Mustapha Saïd Ahmed était enseignant au lycée, et c’est par son stylo qu’il avait choisi de résister au régime et d’exprimer ses idées. Dans une de ses chansons, appelée « Min Hagi Aghani Leshaabi » (J’ai le droit de chanter pour mon peuple), il écrit : « J’ai le droit de chanter pour mon peuple, et le peuple me donne ce droit / Mon cœur n’est pas dans tes mains [mains du régime] / Mais dans les miennes / C’est le peuple qui m’a appris / Comment chanter pour la terre, la pluie et les outils [récoltes] ».

Il termine sa chanson en appelant à la paix, la liberté et la justice, il répète ces mots plusieurs fois jusqu’à ce que la musique s’arrête enfin. Ces mots sont l’un des slogans les plus importants des révolutions soudanaises. Cette chanson est connue de tous, et il n’est pas rare que parmi les militants de la gauche soudanaise, cette chanson soit reprise et chantée. Mustapha a chanté pour l’unité du peuple soudanais, et pour leur révolte.
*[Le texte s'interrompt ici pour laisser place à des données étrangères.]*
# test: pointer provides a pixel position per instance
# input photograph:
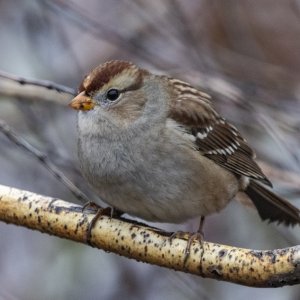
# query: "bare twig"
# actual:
(82, 19)
(268, 268)
(49, 85)
(41, 157)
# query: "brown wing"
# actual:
(215, 138)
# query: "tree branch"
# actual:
(268, 268)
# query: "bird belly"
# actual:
(160, 185)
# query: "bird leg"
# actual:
(198, 235)
(100, 211)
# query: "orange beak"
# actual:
(82, 102)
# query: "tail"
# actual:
(271, 207)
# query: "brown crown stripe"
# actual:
(102, 74)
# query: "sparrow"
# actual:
(154, 147)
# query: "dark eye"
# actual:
(112, 94)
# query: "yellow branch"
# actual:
(268, 268)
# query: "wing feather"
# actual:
(215, 138)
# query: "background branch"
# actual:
(268, 268)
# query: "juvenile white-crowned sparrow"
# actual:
(154, 147)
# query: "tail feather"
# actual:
(271, 207)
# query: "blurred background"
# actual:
(245, 53)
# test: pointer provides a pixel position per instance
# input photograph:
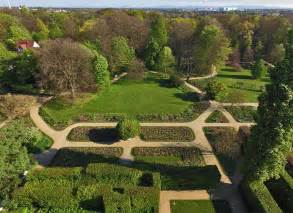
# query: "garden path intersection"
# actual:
(227, 190)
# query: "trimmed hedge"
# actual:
(114, 175)
(217, 117)
(82, 156)
(242, 113)
(258, 197)
(128, 128)
(167, 134)
(94, 134)
(54, 173)
(189, 114)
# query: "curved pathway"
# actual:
(228, 189)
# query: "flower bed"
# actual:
(167, 134)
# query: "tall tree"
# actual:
(211, 49)
(122, 55)
(65, 66)
(272, 138)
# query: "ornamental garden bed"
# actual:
(242, 113)
(226, 145)
(202, 206)
(167, 134)
(110, 135)
(94, 134)
(217, 117)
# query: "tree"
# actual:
(65, 66)
(101, 72)
(122, 55)
(157, 41)
(272, 137)
(259, 69)
(43, 31)
(211, 49)
(165, 61)
(214, 89)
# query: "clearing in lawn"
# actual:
(239, 82)
(125, 97)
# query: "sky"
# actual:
(148, 3)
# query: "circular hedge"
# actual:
(128, 128)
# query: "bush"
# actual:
(214, 89)
(259, 198)
(82, 156)
(97, 134)
(172, 134)
(128, 128)
(175, 80)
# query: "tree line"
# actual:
(104, 43)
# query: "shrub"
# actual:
(259, 198)
(54, 173)
(173, 134)
(114, 175)
(175, 80)
(128, 128)
(214, 89)
(82, 156)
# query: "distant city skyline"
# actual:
(149, 3)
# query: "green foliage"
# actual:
(43, 31)
(114, 175)
(271, 139)
(165, 61)
(259, 198)
(15, 34)
(101, 72)
(214, 89)
(165, 134)
(259, 69)
(128, 128)
(122, 55)
(175, 80)
(22, 72)
(212, 49)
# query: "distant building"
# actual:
(26, 44)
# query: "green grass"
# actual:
(217, 117)
(242, 113)
(125, 97)
(199, 206)
(241, 83)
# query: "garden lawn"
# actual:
(125, 97)
(241, 83)
(200, 206)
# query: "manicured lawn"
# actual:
(242, 113)
(199, 206)
(217, 117)
(237, 82)
(125, 97)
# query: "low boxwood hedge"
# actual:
(82, 156)
(96, 134)
(217, 117)
(189, 114)
(167, 134)
(259, 198)
(242, 113)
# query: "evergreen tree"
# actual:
(272, 138)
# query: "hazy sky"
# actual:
(147, 3)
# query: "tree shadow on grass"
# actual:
(173, 177)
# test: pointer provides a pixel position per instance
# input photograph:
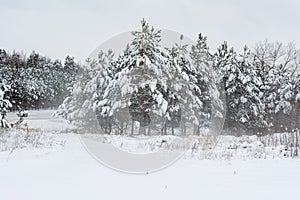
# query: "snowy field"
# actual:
(63, 169)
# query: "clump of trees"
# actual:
(260, 87)
(179, 89)
(36, 81)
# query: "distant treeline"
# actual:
(36, 81)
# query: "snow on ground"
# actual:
(68, 172)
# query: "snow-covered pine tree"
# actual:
(5, 105)
(206, 81)
(145, 80)
(80, 107)
(250, 110)
(243, 106)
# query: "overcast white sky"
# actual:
(73, 27)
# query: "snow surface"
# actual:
(69, 172)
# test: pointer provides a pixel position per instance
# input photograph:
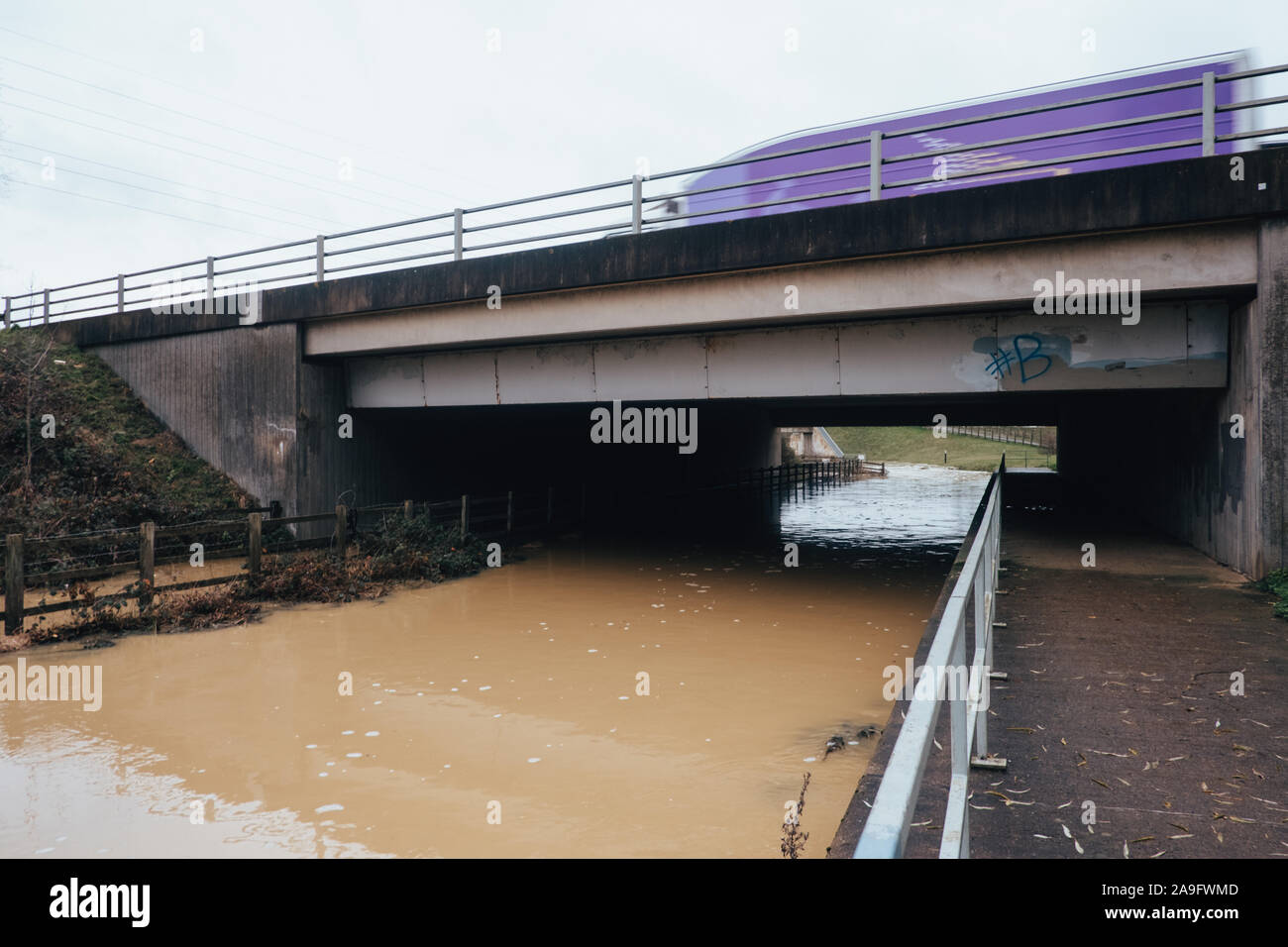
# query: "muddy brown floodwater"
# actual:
(503, 714)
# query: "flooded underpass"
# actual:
(593, 698)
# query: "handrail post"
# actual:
(14, 585)
(875, 167)
(636, 204)
(1209, 114)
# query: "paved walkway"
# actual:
(1120, 694)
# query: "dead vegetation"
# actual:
(394, 552)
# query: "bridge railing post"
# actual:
(636, 204)
(14, 586)
(1209, 114)
(875, 169)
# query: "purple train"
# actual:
(804, 175)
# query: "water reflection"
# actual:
(516, 693)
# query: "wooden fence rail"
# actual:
(17, 579)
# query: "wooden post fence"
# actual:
(254, 543)
(147, 560)
(13, 583)
(342, 528)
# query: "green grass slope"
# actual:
(919, 446)
(110, 462)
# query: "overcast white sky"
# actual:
(432, 119)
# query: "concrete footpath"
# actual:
(1124, 729)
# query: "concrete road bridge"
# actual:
(1140, 309)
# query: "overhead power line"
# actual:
(193, 141)
(171, 180)
(163, 193)
(277, 119)
(329, 158)
(204, 158)
(145, 210)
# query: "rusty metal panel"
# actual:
(460, 377)
(794, 363)
(545, 373)
(927, 356)
(390, 381)
(665, 368)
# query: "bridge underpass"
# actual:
(885, 312)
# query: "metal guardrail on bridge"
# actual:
(945, 678)
(329, 256)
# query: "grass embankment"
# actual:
(398, 551)
(1276, 583)
(111, 464)
(919, 446)
(108, 463)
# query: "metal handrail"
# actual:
(29, 308)
(885, 832)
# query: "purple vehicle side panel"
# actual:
(1008, 162)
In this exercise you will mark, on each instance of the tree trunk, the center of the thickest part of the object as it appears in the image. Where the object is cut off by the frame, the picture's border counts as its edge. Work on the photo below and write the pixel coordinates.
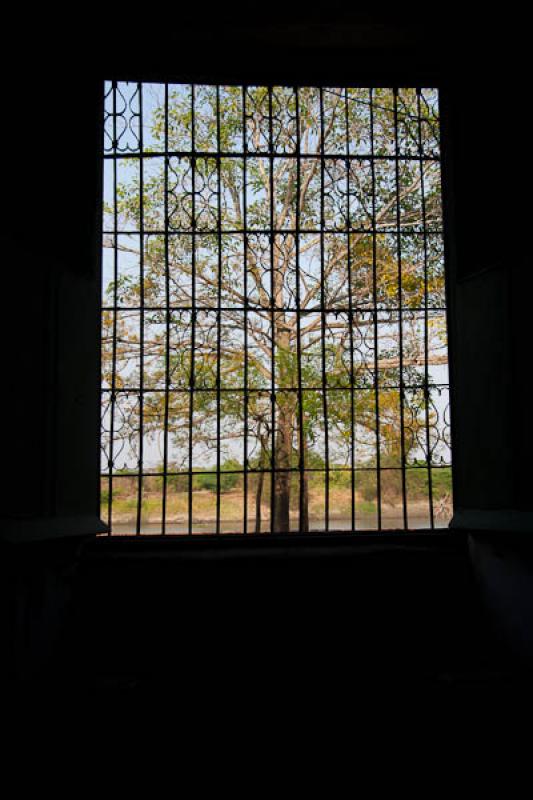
(304, 486)
(260, 482)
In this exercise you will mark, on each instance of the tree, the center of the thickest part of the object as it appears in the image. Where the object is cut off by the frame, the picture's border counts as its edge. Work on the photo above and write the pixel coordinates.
(316, 309)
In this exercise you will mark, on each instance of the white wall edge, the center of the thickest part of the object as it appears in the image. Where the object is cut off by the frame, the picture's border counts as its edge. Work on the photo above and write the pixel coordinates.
(46, 528)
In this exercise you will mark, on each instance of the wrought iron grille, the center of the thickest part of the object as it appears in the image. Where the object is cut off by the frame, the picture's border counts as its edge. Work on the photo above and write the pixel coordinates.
(274, 352)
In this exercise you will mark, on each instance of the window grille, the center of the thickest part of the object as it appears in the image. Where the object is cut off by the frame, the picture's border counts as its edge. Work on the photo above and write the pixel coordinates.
(274, 351)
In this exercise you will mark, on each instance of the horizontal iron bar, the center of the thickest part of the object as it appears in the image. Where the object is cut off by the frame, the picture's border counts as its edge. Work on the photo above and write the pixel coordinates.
(208, 155)
(370, 231)
(251, 470)
(279, 389)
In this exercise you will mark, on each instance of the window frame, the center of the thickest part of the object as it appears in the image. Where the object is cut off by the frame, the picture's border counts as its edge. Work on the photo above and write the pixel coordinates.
(338, 75)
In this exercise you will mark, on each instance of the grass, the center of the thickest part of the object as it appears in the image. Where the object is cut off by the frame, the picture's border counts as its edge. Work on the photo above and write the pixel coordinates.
(204, 505)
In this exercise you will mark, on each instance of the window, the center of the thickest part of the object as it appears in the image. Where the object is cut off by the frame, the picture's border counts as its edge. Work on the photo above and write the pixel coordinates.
(274, 352)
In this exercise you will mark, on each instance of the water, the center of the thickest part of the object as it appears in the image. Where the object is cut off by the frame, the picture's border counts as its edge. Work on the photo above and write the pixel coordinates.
(363, 523)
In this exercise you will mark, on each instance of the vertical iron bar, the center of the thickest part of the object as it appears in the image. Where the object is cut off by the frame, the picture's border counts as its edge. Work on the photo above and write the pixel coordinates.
(193, 308)
(322, 307)
(115, 300)
(219, 304)
(245, 267)
(375, 312)
(301, 455)
(350, 312)
(167, 339)
(141, 317)
(400, 307)
(273, 320)
(426, 315)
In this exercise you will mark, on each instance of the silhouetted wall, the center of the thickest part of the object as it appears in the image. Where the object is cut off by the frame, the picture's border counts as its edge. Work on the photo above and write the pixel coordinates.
(51, 181)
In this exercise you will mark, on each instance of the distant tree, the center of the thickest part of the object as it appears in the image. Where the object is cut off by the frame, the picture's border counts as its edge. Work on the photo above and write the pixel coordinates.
(344, 270)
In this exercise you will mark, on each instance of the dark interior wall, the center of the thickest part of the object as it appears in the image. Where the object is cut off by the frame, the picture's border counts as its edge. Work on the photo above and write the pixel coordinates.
(51, 177)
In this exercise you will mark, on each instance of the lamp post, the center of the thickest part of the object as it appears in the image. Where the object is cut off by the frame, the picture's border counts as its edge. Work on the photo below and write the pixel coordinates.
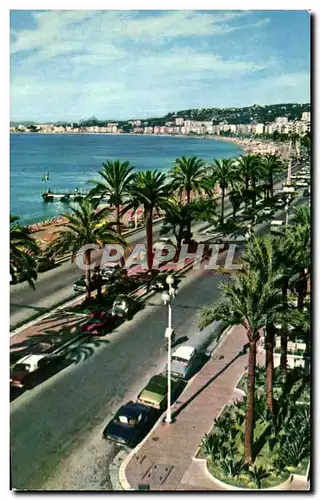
(167, 296)
(286, 208)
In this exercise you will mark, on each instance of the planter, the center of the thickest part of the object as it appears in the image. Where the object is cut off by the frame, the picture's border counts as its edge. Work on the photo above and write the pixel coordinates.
(282, 486)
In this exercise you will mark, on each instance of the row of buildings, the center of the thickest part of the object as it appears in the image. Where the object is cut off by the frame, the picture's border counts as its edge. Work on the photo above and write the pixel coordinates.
(180, 126)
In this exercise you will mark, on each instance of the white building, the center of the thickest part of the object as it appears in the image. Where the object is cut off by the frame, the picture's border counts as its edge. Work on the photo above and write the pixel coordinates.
(258, 128)
(306, 116)
(179, 122)
(281, 120)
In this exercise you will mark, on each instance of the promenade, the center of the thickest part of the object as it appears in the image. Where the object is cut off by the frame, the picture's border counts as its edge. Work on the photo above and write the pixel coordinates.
(165, 460)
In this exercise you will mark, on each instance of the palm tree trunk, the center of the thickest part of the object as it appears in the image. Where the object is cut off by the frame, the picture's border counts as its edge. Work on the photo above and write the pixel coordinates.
(269, 343)
(271, 184)
(248, 439)
(87, 261)
(284, 336)
(118, 219)
(149, 238)
(118, 223)
(222, 204)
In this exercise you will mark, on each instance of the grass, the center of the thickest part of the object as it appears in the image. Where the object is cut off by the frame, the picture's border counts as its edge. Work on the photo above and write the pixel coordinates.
(243, 481)
(263, 456)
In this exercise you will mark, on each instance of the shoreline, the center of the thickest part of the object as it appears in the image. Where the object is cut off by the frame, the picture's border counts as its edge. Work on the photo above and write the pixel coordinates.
(248, 145)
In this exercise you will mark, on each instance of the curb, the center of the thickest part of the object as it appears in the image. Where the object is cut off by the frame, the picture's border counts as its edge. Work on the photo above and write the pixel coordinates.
(122, 470)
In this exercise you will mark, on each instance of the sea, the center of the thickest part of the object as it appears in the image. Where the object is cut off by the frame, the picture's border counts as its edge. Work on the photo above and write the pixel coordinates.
(73, 160)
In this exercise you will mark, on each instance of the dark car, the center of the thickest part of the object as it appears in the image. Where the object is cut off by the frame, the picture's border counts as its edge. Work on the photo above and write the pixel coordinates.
(131, 424)
(80, 284)
(99, 323)
(124, 307)
(159, 282)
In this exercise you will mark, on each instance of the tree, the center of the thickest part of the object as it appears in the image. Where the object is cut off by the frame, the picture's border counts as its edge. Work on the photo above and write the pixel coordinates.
(23, 252)
(178, 219)
(116, 178)
(85, 226)
(188, 175)
(223, 173)
(251, 170)
(272, 166)
(250, 302)
(260, 255)
(151, 190)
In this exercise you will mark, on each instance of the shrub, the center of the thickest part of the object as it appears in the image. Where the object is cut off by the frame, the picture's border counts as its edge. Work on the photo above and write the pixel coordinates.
(232, 466)
(257, 474)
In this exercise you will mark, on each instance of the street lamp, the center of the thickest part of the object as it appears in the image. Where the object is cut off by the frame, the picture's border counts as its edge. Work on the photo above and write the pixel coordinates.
(167, 296)
(286, 208)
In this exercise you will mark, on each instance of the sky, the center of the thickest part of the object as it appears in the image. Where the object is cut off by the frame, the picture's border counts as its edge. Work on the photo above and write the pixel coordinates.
(71, 65)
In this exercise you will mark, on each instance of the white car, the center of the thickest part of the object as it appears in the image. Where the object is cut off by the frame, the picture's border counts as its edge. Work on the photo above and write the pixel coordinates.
(23, 372)
(276, 226)
(185, 361)
(267, 211)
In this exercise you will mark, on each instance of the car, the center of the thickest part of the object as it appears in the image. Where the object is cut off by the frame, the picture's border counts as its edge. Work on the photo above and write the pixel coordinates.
(111, 273)
(186, 361)
(25, 372)
(276, 226)
(80, 284)
(99, 323)
(267, 211)
(123, 306)
(159, 282)
(155, 392)
(131, 424)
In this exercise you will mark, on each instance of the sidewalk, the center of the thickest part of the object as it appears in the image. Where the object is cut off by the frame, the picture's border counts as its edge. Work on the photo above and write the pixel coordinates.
(164, 461)
(164, 458)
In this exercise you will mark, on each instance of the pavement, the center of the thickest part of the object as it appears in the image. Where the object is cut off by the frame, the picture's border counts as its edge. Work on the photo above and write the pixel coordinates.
(163, 462)
(64, 438)
(56, 286)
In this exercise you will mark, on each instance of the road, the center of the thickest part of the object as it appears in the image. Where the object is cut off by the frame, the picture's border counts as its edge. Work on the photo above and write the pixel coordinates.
(55, 286)
(56, 427)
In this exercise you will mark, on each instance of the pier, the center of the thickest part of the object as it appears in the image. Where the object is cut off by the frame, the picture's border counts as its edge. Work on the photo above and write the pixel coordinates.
(65, 196)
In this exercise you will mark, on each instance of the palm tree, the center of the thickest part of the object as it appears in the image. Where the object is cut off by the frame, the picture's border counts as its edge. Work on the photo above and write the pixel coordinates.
(251, 170)
(188, 175)
(178, 220)
(250, 302)
(223, 171)
(23, 251)
(260, 255)
(116, 178)
(85, 226)
(272, 166)
(151, 190)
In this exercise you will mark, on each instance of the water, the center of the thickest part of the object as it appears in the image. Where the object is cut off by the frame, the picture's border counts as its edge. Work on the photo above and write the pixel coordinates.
(72, 160)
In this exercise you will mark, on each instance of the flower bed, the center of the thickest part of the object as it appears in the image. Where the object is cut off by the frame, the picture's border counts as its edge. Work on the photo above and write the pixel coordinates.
(281, 444)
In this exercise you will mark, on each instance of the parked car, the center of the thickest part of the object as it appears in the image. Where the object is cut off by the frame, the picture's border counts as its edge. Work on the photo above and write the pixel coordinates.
(131, 424)
(267, 211)
(99, 323)
(276, 226)
(155, 392)
(159, 282)
(186, 361)
(111, 273)
(80, 284)
(32, 368)
(124, 306)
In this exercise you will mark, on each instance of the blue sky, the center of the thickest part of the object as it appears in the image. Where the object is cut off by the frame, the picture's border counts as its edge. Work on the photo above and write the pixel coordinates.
(70, 65)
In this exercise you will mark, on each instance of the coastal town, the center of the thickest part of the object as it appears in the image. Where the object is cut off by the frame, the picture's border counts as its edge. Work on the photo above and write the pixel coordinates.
(161, 272)
(180, 126)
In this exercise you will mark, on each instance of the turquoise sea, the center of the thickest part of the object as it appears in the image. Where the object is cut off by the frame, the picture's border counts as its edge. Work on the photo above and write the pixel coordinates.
(72, 160)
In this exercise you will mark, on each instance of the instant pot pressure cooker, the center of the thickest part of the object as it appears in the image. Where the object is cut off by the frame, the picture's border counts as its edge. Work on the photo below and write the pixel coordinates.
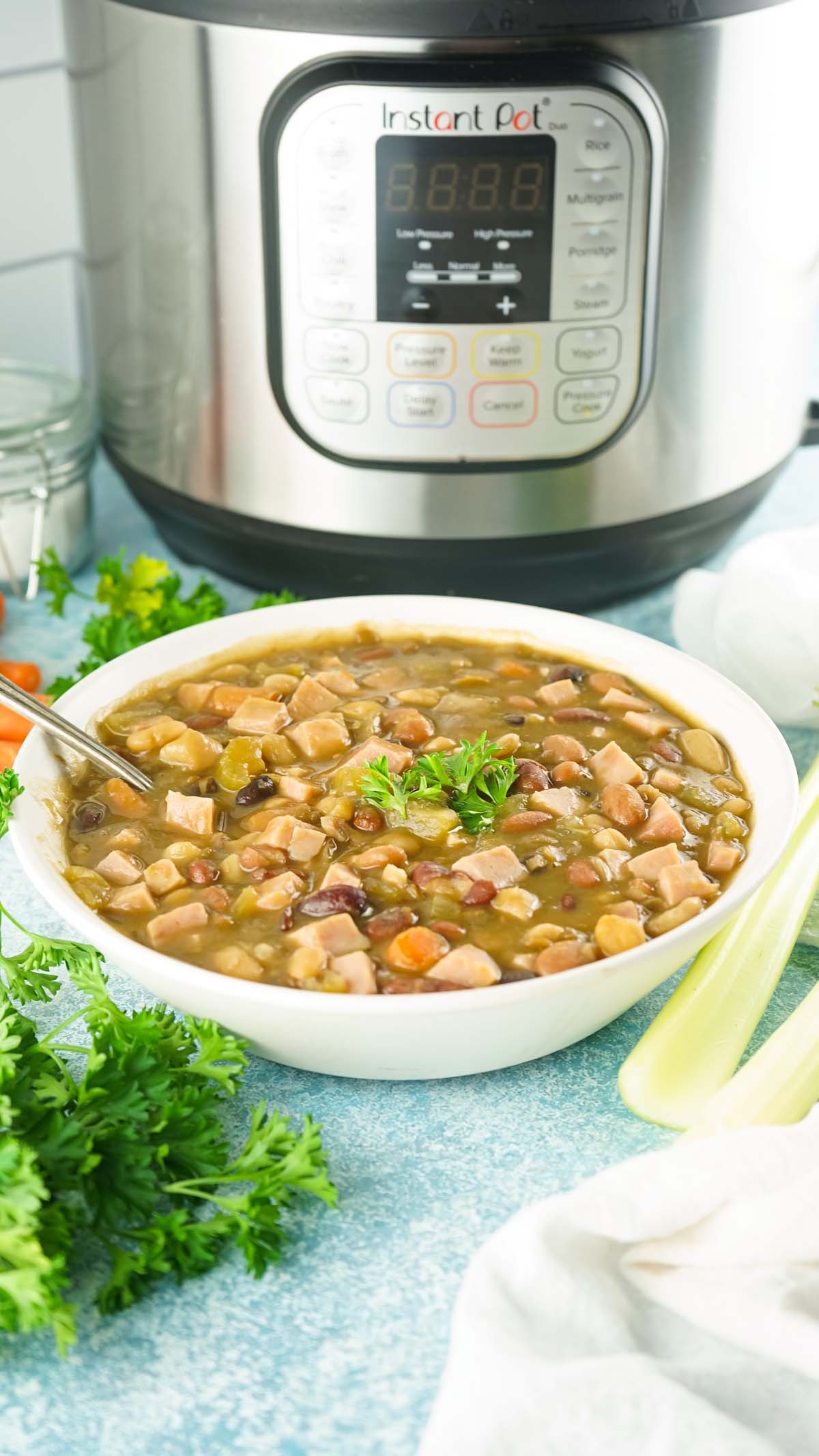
(491, 296)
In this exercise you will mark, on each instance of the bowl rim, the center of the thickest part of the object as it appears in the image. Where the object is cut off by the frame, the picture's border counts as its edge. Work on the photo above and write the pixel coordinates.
(194, 645)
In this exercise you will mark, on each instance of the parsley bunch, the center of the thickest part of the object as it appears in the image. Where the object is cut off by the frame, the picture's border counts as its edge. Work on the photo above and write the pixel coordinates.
(118, 1139)
(141, 601)
(472, 780)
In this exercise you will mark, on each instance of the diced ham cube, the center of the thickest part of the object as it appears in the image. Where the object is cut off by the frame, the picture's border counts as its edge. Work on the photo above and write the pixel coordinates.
(338, 681)
(341, 875)
(466, 966)
(320, 737)
(195, 816)
(649, 866)
(616, 698)
(650, 726)
(194, 696)
(312, 699)
(556, 801)
(175, 924)
(119, 868)
(191, 750)
(258, 715)
(558, 695)
(613, 765)
(500, 866)
(357, 970)
(374, 747)
(722, 858)
(681, 881)
(662, 823)
(163, 875)
(300, 840)
(335, 935)
(294, 788)
(280, 891)
(133, 900)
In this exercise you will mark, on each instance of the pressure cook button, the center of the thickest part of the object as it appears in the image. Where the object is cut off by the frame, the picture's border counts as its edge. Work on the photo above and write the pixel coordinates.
(335, 352)
(421, 405)
(600, 143)
(416, 354)
(419, 304)
(511, 354)
(584, 349)
(581, 401)
(502, 407)
(344, 401)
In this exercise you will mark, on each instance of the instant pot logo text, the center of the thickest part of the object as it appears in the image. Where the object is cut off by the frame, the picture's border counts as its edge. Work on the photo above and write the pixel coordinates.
(505, 117)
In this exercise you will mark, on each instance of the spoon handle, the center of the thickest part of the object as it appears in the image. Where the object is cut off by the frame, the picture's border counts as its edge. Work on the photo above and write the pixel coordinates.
(73, 737)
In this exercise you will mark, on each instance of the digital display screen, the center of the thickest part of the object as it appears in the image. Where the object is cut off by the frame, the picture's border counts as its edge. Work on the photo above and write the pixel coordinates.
(464, 227)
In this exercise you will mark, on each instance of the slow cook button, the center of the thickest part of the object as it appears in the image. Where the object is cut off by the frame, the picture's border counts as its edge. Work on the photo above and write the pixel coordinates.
(581, 401)
(498, 407)
(421, 354)
(431, 407)
(584, 349)
(345, 401)
(500, 353)
(335, 352)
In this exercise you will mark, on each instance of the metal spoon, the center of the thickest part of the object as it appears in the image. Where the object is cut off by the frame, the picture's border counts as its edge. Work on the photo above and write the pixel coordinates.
(72, 736)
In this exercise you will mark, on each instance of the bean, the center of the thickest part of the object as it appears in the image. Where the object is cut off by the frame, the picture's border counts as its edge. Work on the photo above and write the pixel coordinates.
(480, 893)
(89, 816)
(390, 922)
(334, 900)
(369, 818)
(203, 872)
(258, 790)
Dans la chanson « Ma at-tuyur » (Avec les oiseaux), il compare les dirigeants et leurs complices (kizan) à des oiseaux, qui voguent sans direction et sans plan. Il dit alors, parlant du peuple soudanais, « et nous, nous allons dans toutes les villes et nous construisons nos nids par les chansons », « plantant la joie sur les chemins malgré les circonstances ». Mustapha Saïd Ahmed a été arrêté de nombreuses fois par les services de sécurité, notamment à cause de cette chanson. 

Dans les années 90, il a quitté le Soudan à cause de graves problèmes de santé, d’abord pour aller en Egypte, puis au Qatar. Au moment de son dernier départ, qu’il savait sûrement être les derniers instants de sa vie au Soudan, ses amis l’entouraient à l’aéroport, et son ami et camarade Gasim Abuzaid, qui était aussi poète, lui a écrit et lu un poème. Mustafa Saïd Ahmed a tout de suite repris et composé le poème en le chantant avec les autres, au milieu de l’aéroport. Tout le monde était en larmes. Cette chanson sur le voyage et l’exil est souvent écoutée par ceux et celles qui ont fui le pays, jusqu’à aujourd’hui. Une chanson qui rappelle le départ, une chanson qui nous berce et que l’on écoute tard dans la nuit, loin du Soudan, des amis, de la famille. Elle s’appelle « Safer » (le poème original s’appelle « Msafer »), c’est-à-dire « Voyageur » : c’est son ami Gasim Abuzaid qui s’adresse à lui (Mustafa Saïd Ahmed) dans ce texte.

Ses chansons sur l’exil sont parmi les plus belles dans la musique soudanaise. Le poète Salah Haj Saïd, qui a écrit plus d’une dizaine de textes pour ses chansons (parmi lesquels, « Al Huzn Al Nabeel », le Noble Chagrin, ou « Al Masafa », la Distance), écrivait : « je voyage dans des villes éloignées où seul Mustapha peut m’emmener lorsqu’il chante, par ses mots lumineux, sa mélodie débordante de douceur, un chant qui résume tous nos tourments ».

Mustapha Saïd Ahmed est mort peu de temps après. Depuis, tous les ans, le jour de son anniversaire, le 17 janvier, est célébré pour écouter et jouer sa musique. Il a laissé un patrimoine musical qui nourrit les combats et l'exil des militants soudanais du monde entier.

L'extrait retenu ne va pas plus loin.